I DON’T know if it is apocryphal, but I read that students in Ikenne, the Ogun state homestead of the late Chief Obafemi Awolowo, were asked what they knew about the nationalist and one of the greatest politicians and administrators Nigeria ever had. Most of the children answered that the Obafemi they knew was the football player, Obafemi Martins, not Chief Obafemi Awolowo!

That story conveys vividly, the tragedy of a country that has conspired against its own best interest, by dropping or relegating utterly, the teaching of history, in the school system. At which point this happened, I cannot exactly recall, but it crept upon us, against some frightening backdrops. Imperialism beginning to intervene to influence the curricular of studies in neo-colonial countries like Nigeria, by the mid-1980s, during military dictatorship.

They launched a frontal attack on subjects that reinforced anti-imperialist consciousness, and history was one of them. It should be recalled that from the 1940s, pioneering African historians like Prof. Kenneth Dike; Prof. Cheikh Anta Diop and others, had made African history very much a part of the struggle for our African identities in the struggle against colonialism.

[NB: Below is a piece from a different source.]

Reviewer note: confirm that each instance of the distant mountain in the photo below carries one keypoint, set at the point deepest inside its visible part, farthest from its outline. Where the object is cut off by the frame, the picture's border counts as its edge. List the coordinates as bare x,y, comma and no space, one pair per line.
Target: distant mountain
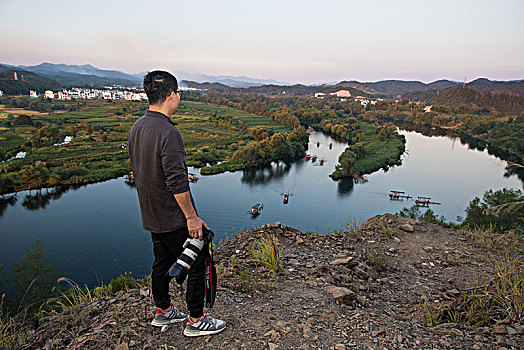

The African Personality and his traditions, including the oral traditions; the peopling and construction of the African continent; the empires; the struggle to master nature within the settings of Africa, entered the terrain of history, much against the racist stereotypes of colonial historiography.

In the end colonialism retreated from the scene, to be replaced by neocolonialism. The imperialist countries needed to retain their hegemony in Africa and the minds of Africans has always been a contested terrain, in terms of the knowledge these minds are exposed to.

An assertive knowledge of history is not in the long-term interest of capitalist exploitation in Africa. So an offensive was launched on history and other subjects that create African personalities conscious of and proud in their history. The citizen and African patriot endanger the imperialist agenda.

They want zombies and unthinking consumers of the products of the imperialist world. They want Africans enamoured of Kentucky Fried Chickens; who enjoy holidaying at Disney world in Orland, Florida, not Africans hacking back to the grandeurs of Africa’s past to recreate them in the new, historical conditions. They introduced a disdain for history as a subject, substituting with the nebulous subject called “Social Studies”.

Today, most Departments of History in Nigerian universities survive only in combination with “International Studies”; and very few students enroll to study history.

Yet, this is a country that had a remarkable tradition of world-class, Africanist historians: Prof. Kenneth Dike; Prof. Ade Ajayi; Prof. Afigbo; Prof. Fred Omu; Prof. Alayande; Prof. Abdullahi Smith; Prof. Balogun; Dr. Yusufu Bala Usman; Prof. Ade Obayemi, to mention just a few!

Today about 75 percent of our population is under the age of 35. Please check online chat rooms to gauge the depth of ignorance about Nigeria and its peoples.

We are doing a great disservice to Nigeria’s future with an educational system that does not make history a compulsory subject right through the school system; for our children to take courses in Nigerian, West African, African and World history, right from primary schools. It doesn’t matter what course of study the student is specialising in, he/she must take these compulsory electives. When one doesn’t know where he is coming from, he cannot make a correct judgment of where he is headed.

It is the same for a country. Our children must be given a rich diet of historical knowledge to orient them into the world they are growing into. Where there is surety about history and profound knowledge and pride in its course, children will grow into their world with remarkable confidence.

I face this problem of the disappearance of history in my role in parenting my children. My forefathers were scholars who wrote history, in the Arabic language. I try to help my children to understand the historical forces that moulded and brought us to where we have arrived today. Every family faces the same problem today in our country.

In my case, I combine the oral traditions handed over to me, with trying to encourage interest in a systematic appreciation of history so that my children can at least understand and appreciate their heritage and grow up as proud citizens of Nigeria, Africa and the world of the Twenty-First Century. But the individual effort like mine can only go that far. It is the duty of the Nigerian state to provide education for our children, which reinstates the teaching and valorization of history.

I hope the consciousness will spread like veldt fire and all parents in Nigeria will demand the teaching of Nigeria, African and World history as compulsory subjects for all children in the Nigerian school system. That is the right way to go!